A visão oriental da patologia é sustentada no facto de a todos os corpos estar associada uma carga energética (electrica-magnetica) num sentido estrito, que lhe dá a organização estrutural e sustem a entropia impedindo assim a desagregação do corpo, procedendo a patologia da perturbação do fluxo enérgico que sustenta a sua organização possibilitando assim o desencadear da entropia e do processo patológico.
As duas visões neste sentido complementam-se, pois a medicina descreve meticulosamente e intervém na estrutura mensurável da matéria, mas falha na contemplação das forças envolvidas na dinâmica que se sobrepoe aos movimentos da mesma, tornando-se assim pouco preventiva e muito sintomática.
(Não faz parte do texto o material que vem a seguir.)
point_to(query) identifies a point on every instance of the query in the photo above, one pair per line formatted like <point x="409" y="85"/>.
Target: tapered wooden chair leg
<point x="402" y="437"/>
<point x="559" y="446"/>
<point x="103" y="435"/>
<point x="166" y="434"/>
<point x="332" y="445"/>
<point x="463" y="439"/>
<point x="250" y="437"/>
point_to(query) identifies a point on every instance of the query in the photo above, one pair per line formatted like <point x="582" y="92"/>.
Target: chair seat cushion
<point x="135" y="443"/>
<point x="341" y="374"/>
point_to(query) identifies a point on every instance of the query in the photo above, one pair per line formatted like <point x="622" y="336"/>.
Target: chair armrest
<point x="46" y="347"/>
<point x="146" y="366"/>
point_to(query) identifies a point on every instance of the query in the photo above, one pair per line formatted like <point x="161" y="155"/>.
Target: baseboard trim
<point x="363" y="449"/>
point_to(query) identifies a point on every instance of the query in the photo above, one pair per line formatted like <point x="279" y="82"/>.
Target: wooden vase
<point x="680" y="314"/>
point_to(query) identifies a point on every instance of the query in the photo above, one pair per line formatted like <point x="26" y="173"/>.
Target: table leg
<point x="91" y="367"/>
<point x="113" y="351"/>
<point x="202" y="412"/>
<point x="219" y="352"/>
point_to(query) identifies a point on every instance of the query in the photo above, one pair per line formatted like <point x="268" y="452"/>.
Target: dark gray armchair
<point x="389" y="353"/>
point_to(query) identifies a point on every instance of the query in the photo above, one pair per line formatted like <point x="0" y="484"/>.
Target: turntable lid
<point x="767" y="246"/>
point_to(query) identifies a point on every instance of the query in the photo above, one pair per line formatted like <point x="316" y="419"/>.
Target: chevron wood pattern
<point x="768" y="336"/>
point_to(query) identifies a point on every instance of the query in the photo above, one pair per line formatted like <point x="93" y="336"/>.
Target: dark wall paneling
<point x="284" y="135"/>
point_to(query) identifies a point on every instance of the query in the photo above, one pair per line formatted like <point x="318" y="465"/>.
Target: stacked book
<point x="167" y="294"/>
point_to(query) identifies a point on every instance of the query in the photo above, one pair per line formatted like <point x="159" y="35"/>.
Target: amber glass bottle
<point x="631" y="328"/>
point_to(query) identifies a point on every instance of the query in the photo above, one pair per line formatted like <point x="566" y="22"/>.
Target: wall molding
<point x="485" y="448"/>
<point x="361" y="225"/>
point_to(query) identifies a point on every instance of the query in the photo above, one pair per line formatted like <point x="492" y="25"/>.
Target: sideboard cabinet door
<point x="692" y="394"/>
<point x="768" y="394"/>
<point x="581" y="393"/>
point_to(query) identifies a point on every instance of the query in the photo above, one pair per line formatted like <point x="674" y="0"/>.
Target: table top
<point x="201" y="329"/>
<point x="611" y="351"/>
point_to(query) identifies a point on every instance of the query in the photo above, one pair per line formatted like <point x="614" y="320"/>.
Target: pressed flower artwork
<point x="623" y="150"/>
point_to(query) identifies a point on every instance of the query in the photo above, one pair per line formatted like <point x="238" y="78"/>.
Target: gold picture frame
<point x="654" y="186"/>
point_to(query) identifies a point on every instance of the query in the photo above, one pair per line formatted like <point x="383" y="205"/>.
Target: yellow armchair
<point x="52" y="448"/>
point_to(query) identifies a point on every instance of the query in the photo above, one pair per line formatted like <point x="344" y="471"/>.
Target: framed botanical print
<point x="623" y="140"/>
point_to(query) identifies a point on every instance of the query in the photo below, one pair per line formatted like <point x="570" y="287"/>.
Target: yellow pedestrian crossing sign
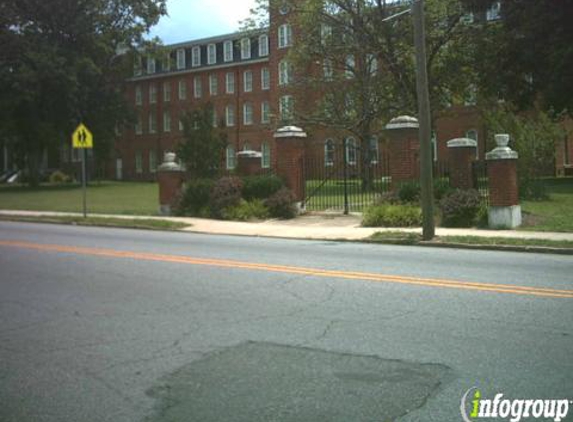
<point x="82" y="137"/>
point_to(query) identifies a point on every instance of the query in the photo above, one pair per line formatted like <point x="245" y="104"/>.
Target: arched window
<point x="231" y="159"/>
<point x="266" y="155"/>
<point x="329" y="152"/>
<point x="351" y="151"/>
A lógica ocidental fecha os olhos a causa primeira ao negar as evidencias quanto á estrutura da realidade, onde o que de facto forma o tecido do mundo onde vivemos são forças invisíveis onde o electro magnetismo desempenha um papel fundamental, mas não limita so por si todas as dimensões e espectros possives da energia, mas demonstra sim a limitação da nossa tecnologia actual para a detecção de todas as forças envolvidas na construção do universo, a esta conclusão chegou a física recentemente ao calcular a matéria e energia necessárias ao universo para o tornar coerente, concluindo assim existir a necessidade da existência de dimensões da matéria e energia ainda por contemplar.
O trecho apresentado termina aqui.